La primera escena de este nuevo film de Guy Ritchie (Snatch: cerdos y diamantes) muestra el robo a un camión blindado desde el punto de vista fijo de lo que parece una cámara de seguridad mal encuadrada en el interior del furgón. Esta aproximación minimalista a una escena de acción resulta novedosa, en particular en una película del habitualmente maximalista Ritchie, quien suele usar todo el arsenal de efectos a su disposición, como jump cuts, congelados, intertítulos con mucho diseño gráfico y más, para expresar su mensaje que es “mírenme, acá hay un director”. Siguiendo el tono establecido en ese inicio, esta película va en sentido contrario del resto de su filmografía: baja abruptamente el nivel de exhibicionismo y pirotecnia audiovisual para concentrarse en la historia y sus personajes. Aunque hace tiempo que no tiene la vitalidad que mostraron sus primeros trabajos, finalmente Ritchie llegó a la mediana edad y eso no es una noticia del todo mala. Su estrella habitual Jason Statham interpreta a H, el nuevo empleado de una transportadora de caudales que a lo largo del metraje sufre tantos robos que no se entiende por qué alguien la contrataría.
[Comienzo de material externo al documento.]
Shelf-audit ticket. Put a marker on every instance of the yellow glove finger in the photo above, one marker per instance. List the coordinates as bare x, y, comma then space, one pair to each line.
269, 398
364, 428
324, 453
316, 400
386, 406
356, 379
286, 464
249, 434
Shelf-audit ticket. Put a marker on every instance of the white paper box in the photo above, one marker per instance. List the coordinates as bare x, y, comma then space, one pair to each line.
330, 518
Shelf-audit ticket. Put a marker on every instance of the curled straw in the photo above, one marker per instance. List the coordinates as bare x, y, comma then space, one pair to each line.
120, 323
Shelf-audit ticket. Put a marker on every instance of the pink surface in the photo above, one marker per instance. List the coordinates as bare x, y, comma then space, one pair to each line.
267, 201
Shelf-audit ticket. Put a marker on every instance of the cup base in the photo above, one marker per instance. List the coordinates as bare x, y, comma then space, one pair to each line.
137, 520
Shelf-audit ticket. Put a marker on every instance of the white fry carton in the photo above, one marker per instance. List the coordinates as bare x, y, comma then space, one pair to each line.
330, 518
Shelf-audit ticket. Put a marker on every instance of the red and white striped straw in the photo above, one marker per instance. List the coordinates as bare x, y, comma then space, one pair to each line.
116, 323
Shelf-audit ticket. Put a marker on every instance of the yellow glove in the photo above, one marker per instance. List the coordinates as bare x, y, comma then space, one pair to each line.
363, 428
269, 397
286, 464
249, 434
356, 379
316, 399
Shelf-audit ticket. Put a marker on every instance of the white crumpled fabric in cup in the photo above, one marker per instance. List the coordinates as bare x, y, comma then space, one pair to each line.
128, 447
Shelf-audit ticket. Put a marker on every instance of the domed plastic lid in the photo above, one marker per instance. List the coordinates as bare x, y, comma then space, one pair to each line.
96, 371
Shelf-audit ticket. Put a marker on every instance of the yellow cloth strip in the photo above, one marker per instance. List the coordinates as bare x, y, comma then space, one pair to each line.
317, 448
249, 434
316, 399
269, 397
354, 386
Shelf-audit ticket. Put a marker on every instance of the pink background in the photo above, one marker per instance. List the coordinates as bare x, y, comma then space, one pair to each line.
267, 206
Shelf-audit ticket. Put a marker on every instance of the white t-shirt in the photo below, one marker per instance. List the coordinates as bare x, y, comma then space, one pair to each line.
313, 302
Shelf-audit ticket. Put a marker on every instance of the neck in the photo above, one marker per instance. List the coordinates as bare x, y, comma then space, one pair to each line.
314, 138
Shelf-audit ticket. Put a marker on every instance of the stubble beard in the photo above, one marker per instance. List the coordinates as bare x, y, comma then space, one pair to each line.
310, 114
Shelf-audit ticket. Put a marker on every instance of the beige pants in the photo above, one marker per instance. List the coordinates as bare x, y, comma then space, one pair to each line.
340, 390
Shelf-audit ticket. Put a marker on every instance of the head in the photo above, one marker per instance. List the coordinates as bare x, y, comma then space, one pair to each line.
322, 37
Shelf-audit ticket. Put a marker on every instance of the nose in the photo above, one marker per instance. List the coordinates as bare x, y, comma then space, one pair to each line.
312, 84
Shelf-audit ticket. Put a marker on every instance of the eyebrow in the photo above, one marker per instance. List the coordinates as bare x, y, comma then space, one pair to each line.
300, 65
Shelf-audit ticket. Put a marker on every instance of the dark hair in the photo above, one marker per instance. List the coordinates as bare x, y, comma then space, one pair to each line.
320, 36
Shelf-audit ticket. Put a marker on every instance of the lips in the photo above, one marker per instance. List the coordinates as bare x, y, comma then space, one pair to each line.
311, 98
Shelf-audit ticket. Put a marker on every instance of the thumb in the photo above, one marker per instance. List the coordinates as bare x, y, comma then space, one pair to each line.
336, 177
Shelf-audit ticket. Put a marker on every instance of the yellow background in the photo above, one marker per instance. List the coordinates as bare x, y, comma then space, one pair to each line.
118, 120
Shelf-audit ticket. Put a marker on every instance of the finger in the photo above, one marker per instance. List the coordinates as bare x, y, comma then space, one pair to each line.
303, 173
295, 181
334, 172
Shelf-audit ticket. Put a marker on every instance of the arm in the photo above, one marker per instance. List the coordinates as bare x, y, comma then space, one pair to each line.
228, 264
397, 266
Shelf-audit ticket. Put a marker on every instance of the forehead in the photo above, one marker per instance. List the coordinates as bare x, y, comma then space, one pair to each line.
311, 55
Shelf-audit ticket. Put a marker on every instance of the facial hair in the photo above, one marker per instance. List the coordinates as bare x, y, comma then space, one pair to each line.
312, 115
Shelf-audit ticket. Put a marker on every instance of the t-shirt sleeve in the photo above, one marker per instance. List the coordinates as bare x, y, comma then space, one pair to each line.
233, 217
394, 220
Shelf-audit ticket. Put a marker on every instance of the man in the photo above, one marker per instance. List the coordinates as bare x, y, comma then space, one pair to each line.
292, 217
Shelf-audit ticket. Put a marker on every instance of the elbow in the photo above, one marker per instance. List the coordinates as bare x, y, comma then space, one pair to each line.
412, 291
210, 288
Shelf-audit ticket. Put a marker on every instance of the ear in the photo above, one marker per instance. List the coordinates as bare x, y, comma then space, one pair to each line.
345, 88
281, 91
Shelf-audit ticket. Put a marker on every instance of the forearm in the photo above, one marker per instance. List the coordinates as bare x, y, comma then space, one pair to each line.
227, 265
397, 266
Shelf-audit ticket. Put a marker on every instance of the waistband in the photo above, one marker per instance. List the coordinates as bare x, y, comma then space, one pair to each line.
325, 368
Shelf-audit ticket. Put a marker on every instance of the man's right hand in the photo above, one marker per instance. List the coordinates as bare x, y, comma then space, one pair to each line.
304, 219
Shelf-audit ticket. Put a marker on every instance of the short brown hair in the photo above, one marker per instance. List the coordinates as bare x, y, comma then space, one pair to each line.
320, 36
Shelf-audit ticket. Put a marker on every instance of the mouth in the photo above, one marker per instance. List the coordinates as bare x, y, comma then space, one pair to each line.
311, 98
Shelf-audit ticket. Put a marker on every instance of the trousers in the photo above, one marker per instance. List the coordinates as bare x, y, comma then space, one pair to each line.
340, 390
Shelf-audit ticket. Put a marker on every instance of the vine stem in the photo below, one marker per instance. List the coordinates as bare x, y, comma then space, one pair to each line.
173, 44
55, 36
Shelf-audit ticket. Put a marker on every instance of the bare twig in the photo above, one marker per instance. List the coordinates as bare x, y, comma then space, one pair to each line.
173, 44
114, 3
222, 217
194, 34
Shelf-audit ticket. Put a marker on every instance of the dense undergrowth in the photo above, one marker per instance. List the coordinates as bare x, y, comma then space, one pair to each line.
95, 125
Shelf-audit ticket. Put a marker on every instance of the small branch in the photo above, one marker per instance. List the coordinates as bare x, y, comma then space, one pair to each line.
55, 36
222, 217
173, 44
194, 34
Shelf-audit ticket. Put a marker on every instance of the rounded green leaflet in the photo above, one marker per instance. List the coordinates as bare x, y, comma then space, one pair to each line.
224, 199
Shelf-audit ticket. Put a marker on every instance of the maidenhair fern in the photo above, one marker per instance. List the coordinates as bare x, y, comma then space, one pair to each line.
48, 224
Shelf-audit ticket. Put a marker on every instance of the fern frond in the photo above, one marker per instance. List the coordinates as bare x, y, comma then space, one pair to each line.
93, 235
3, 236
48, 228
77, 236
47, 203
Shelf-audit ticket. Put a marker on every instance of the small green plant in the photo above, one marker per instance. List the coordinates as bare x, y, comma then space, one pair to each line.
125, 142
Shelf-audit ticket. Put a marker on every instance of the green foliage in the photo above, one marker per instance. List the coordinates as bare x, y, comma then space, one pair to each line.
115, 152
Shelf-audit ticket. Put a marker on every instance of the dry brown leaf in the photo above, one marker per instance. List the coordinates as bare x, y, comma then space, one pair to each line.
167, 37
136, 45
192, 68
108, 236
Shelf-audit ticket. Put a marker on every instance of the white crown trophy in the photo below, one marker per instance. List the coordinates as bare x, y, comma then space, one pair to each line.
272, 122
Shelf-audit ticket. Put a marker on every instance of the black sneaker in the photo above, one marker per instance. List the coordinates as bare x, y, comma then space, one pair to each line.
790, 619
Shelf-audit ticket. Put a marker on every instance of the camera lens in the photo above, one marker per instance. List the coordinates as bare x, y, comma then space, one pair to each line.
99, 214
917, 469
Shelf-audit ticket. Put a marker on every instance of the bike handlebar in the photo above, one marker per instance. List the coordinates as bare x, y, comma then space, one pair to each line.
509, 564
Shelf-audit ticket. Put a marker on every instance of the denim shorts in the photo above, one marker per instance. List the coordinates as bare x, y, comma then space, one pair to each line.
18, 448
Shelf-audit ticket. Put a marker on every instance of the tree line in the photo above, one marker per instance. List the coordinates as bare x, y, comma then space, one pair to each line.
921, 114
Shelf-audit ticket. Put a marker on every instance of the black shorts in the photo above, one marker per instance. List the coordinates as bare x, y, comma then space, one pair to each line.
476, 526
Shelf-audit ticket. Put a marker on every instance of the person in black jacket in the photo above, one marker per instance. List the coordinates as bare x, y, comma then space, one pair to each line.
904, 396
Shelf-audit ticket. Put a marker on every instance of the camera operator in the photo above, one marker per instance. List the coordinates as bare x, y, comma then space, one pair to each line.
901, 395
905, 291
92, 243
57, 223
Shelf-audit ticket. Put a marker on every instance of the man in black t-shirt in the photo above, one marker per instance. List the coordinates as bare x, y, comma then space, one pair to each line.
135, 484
H pasó el psicofísico con lo justo y no parece especialmente ducho en el manejo de armas de fuego, aunque carga con una intensidad que indica que bajo esa máscara de estudiada mediocridad hay algo más. Cuando en su primer viaje en un blindado sufre el ataque de una banda delincuentes, no solo salva a sus compañeros y la totalidad del dinero, sino que ejecuta a los seis malhechores con disparos quirúrgicos. Desde ese momento, el relato se mueve libremente en el tiempo para establecer la historia y las verdaderas motivaciones del personaje, al punto de que vuelve varias veces sobre las mismas situaciones desde distintos puntos de vista (y la curiosa escena inicial cobra un nuevo sentido que la justifica). Aunque se nos dice que se trata de una remake del film francés Asalto al camión del dinero (2004), estilísticamente la película es mucho más deudora de la severidad monocromática de Michael Mann en la similar Fuego contra fuego. Ritchie maneja su relato laberíntico con mano firme, pero la necesidad de reiterarse para buscar claridad y ubicarnos en el laberinto hace que la narrativa no siempre fluya. No hay aquí mucha lógica interna ni personajes complejos sino apenas otra aparición del frecuente tropo de la venganza de proporciones bíblicas que, a su modo mecánico, primitivo y brutal, resulta muy satisfactorio.